Key findings point to a drastic 80 per cent loss in India’s bird diversity over 25 years. Two significant threatened regions include the Western Ghats, which is a biodiversity hotspot and the northeast known for indigenous species.

Issues at large

An informal group of birdwatchers, ornithologists, naturalists and conservationists called Bird Count India recorded observations of 15,500 citizen scientists. They categorized the birds into: ‘High Conservation Concern for India’ that includes 101 species; ‘Moderate Conservation Concern’ which includes 319 species; and ‘low conservation concern’ that has 442 species.

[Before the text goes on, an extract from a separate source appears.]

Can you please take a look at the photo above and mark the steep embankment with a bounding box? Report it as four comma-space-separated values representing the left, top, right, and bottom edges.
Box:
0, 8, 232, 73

The declining trend of birds reveals that the root cause is more than just urbanization. Prof Sindhu Radhakrishna from the School of Natural Sciences and Engineering, NIAS says climate change as a more substantial reason for the decline in bird species. Many birds like raptors which are at the higher end of the food chain are prone to biomagnification. A classic example is the catastrophic population decline of Indian vultures from the early nineties due to renal failure caused by Diclofenac- an anti-inflammatory drug found in the carcasses of livestock that these scavengers feed on. It highlights the need to monitor the use of toxins, pesticides and other chemicals. 

In perspective

Sustainable development should also be sensitive to birds. A number of them including the Great Indian Bustard are get trapped in the blades of windmills plentifully installed in Rajasthan and Gujarat that is home to these critically endangered birds. Pet trade, hunting and smuggling of exotic birds still remains a major cause for concern. According to Prof Radhakrishna, birds like crows known to acclimatize quickly with urbanization have also significantly decreased. She believes that climate change alters breeding patterns of birds and also increases pathogen infections. 

On the brighter side, stabilization of the numbers of house sparrows and reversal of the declining trend in the Indian Peafowl are success stories of conservation efforts. This assessment reveals the urgency for monitoring and implementation of recovery measures. Species-specific causes of decline must be identified and prompt awareness must be raised. A supportive network should be established between the public, citizen scientists and researchers to enable large scale collaborations.